De acordo com Denis, Ourilândia, ao longo dos 30 anos de emancipação política, sempre deu assistência àquela região

Acompanhado de outros companheiros de parlamento, O vereador Denis Alves (DEM), presidente da Câmara Municipal de Ourilândia do Norte, junto com outros companheiros, participaram da sessão ordinária na Câmara Municipal de Parauapebas, nesta segunda-feira (6).
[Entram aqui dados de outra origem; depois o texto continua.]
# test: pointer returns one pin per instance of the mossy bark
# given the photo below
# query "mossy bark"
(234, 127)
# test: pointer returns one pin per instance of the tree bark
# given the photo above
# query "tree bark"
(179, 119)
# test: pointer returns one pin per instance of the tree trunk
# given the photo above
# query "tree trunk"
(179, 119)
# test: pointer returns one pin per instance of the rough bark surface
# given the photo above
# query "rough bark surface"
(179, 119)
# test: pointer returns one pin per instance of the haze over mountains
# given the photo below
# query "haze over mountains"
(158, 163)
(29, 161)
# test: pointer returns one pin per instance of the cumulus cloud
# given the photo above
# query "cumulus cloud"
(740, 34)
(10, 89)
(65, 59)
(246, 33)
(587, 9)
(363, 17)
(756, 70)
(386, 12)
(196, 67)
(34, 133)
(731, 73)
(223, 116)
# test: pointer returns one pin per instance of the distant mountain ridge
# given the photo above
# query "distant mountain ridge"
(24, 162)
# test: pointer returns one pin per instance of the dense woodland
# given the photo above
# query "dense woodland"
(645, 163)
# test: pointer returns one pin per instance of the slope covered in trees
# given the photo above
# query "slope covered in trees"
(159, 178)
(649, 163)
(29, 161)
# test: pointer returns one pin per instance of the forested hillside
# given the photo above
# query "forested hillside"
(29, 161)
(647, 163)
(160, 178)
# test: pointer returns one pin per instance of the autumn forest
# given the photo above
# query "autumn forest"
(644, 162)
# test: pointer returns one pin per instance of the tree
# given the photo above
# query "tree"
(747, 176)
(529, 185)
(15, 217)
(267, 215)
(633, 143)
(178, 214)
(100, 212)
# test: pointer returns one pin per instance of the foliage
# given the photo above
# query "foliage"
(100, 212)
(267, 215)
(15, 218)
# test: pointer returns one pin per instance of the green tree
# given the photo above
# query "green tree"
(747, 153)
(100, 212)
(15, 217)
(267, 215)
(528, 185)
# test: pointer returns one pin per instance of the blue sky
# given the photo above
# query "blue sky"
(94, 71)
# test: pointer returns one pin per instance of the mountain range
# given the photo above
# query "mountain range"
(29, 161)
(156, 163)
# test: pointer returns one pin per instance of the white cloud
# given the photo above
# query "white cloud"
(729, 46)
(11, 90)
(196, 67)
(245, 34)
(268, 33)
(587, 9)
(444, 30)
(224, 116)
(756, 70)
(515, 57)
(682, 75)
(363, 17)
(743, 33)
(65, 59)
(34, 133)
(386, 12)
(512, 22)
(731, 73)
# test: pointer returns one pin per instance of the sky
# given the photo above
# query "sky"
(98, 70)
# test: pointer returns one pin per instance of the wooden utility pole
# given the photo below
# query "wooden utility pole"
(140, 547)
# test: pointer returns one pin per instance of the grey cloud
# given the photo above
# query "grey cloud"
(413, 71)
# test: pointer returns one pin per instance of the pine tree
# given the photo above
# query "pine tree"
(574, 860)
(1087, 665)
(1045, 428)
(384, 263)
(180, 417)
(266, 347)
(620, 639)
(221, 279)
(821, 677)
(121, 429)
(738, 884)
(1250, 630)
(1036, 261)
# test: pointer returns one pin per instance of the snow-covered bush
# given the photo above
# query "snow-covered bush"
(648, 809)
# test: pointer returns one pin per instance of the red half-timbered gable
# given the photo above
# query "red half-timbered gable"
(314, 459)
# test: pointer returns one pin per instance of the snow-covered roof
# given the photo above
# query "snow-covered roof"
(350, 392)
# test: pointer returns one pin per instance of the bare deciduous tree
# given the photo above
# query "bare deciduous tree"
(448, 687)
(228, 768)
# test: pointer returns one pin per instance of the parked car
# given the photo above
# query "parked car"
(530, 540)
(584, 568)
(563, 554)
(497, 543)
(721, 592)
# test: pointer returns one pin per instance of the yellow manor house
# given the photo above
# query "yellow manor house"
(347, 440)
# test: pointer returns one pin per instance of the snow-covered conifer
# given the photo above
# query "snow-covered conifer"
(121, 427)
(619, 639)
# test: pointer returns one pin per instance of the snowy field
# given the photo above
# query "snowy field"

Os edis ocuparam a Tribuna de Honras naquele poder.


Essa foi a terceira vez, só em 2018 que os vereadores cobram uma resposta do executivo de Parauapebas, para uma área que sempre foi atendida pela Prefeitura de Ourilândia, embora pertencendo ao município de Parauapebas.


Conforme o vereador Denis Alves, na área conhecida como “Santa Rita” há, pelo menos, 300 quilômetros de estradas vicinais, diversas pontes e bueiros; uma escola e um posto de saúde que atendiam aproximadamente 100 famílias.


Conforme Dênis a situação da vicinal e seus ramais estão intrafegáveis e tanto o posto de saúde, quanto a escola, estão fechados. “Viemos aqui para chegar a um consenso com o prefeito Darci e assim encontrarmos uma forma de atender aquela população que no período chuvoso sempre padece com o mesmo problema”, contou Denis, dando como proposta que seja criada uma emenda para que Parauapebas repasse o valor estimado para a manutenção das estradas e demais serviços públicos realizados ali.


Outra proposta viável, na ótica do vereador Denis, é que seja incorporada a área ao município de Ourilândia do Norte, possibilitando assim que o mesmo arrecadador seja também o mantenedor; porém a Câmara Municipal precisa votar o desmembramento, já tendo inclusive pronunciado como “inviável”, já que na citada área existe uma mineração em atividade (Onça Puma), o que gera de Compensação Financeira pela Exploração de Recursos Minerais (CFEM), cerca de R$ 500 mil por mês.


De acordo com Denis, Ourilândia, ao longo dos 30 anos de emancipação política, sempre deu assistência àquela região, porém, com perda de arrecadação não se sente em condições de fazê-la. “Mais que atendimento em saúde e educação, a população daquela região perde por não escoar a produção, principalmente leite; já que os laticínios não têm como buscar o produto. Isso resulta em grande prejuízo para as pessoas, por isto queremos repará-lo”, conta Denis.